Updated on 2022-06-01 GMT+08:00

Rules

Inherit the Mapper Abstract Class

The map() and setup() methods are called during the Map procedure of a MapReduce job.

Correct example:

public static class MapperClass extends

Mapper<Object, Text, Text, IntWritable> {
/**
* map input. The key indicates the offset of the original file, and the value is a row of characters in the original file.
* The map input key and value are provided by InputFormat. You do not need to set them.
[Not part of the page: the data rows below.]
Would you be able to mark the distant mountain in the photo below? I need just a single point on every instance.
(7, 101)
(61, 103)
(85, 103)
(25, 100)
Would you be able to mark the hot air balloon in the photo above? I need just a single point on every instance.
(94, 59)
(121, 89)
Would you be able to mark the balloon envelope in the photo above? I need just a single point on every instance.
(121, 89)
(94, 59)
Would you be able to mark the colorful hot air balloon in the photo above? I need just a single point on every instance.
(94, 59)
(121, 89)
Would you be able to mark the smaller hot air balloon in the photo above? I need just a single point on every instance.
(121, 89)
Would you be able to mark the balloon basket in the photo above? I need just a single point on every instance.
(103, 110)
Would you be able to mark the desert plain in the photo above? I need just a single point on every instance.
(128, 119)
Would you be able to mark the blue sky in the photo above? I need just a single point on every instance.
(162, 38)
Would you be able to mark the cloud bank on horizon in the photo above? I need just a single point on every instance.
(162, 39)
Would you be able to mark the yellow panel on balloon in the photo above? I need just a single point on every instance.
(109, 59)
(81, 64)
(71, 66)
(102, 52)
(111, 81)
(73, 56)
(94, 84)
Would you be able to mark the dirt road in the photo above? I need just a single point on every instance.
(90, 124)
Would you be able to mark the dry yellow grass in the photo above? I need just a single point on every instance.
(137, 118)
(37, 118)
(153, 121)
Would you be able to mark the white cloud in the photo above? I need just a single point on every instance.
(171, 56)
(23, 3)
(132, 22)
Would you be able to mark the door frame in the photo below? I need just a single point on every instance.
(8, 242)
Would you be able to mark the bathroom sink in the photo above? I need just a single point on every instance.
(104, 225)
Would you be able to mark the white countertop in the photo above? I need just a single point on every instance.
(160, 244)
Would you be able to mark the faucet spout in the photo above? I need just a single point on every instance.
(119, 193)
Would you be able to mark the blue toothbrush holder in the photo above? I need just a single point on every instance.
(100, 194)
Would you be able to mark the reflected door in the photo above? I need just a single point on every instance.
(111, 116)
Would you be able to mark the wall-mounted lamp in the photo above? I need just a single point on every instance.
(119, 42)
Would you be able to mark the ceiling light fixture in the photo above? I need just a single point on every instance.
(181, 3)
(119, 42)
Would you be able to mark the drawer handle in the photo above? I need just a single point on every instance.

By default, *TextInputFormat is used.
*/
public void map(Object key, Text value, Context context)
throws IOException, InterruptedException {
// Custom implementation
}
/**
* The setup() method is called only once before the map() method of a map task or the reduce() method of a reduce task is called.
*/
public void setup(Context context) throws IOException,
InterruptedException {
// Custom implementation
}
}

Inherit the Reducer Abstract Class

The reduce() and setup() methods are called during the Reduce procedure of a MapReduce job.

Correct example:

public static class ReducerClass extends

Reducer<Text, IntWritable, Text, IntWritable> {

/**
* @param The input is a collection iterator consisting of key-value pairs
* Each map puts together all the pairs with the same key. The reduce method sums the number of the same keys.
* Call context.write(key, value) to write the output to the specified directory. 
* Outputformat writes the (key, value) pairs outputted by reduce to the file system. 
* By default, TextOutputFormat is used to write the reduce output to HDFS.
*/

public void reduce(Text key, Iterable<IntWritable> values,
Context context) throws IOException, InterruptedException {
// Custom implementation
}

/**
* The setup() method is called only once before the map() method of a map task or the reduce() method of a reduce task is called.
*/

public void setup(Context context) throws IOException,
InterruptedException {

// Custom implementation. Context obtains the configuration information

}
}

Submit a MapReduce Job

Use the main() method to create a job, set parameters, and submit the job to the Hadoop cluster.

Correct example:

public static void main(String[] args) throws Exception {
Configuration conf = getConfiguration();
// Input parameters for the main method: args[0] indicates the input path of the MapReduce job. args[1] indicates the output path of the MapReduce job.
String[] otherArgs = new GenericOptionsParser(conf, args)
.getRemainingArgs();
if (otherArgs.length != 2) {
System.err.println("Usage: <in> <out>");
System.exit(2);
}
Job job = new Job(conf, "job name");
// Set the JAR file where the main task is located.
job.setJar("D:\\job-examples.jar");
// job.setJarByClass(TestWordCount.class);
// Set map and reduce classes to be executed, or specify the map and reduce classes using configuration files.
job.setMapperClass(TokenizerMapperV1.class);
job.setReducerClass(IntSumReducerV1.class);
// Set the Combiner class. By default, it is not used. If it is used, it runs the same classes as reduce. Exercise caution when using the Combiner class. You can also specify the combiner class in the configuration file. 
job.setCombinerClass(IntSumReducerV1.class);
// Set the output type of the job. You can also specify it in the configuration file. 
job.setOutputKeyClass(Text.class);
job.setOutputValueClass(IntWritable.class);
// Set the input and output paths for the job. You can also specify them in the configuration file.
Path outputPath = new Path(otherArgs[1]);
FileSystem fs = outputPath.getFileSystem(conf);
// If the output path already exists, delete it.
if (fs.exists(outputPath)) {
fs.delete(outputPath, true);
}
FileInputFormat.addInputPath(job, new Path(otherArgs[0]));
FileOutputFormat.setOutputPath(job, new Path(otherArgs[1]));
System.exit(job.waitForCompletion(true) ? 0 : 1);
}

Do Not Include Resource-Consuming Operations in the map or reduce Function

Do not include resource-consuming operations, such as creating database links and opening and closing files, in the map or reduce function.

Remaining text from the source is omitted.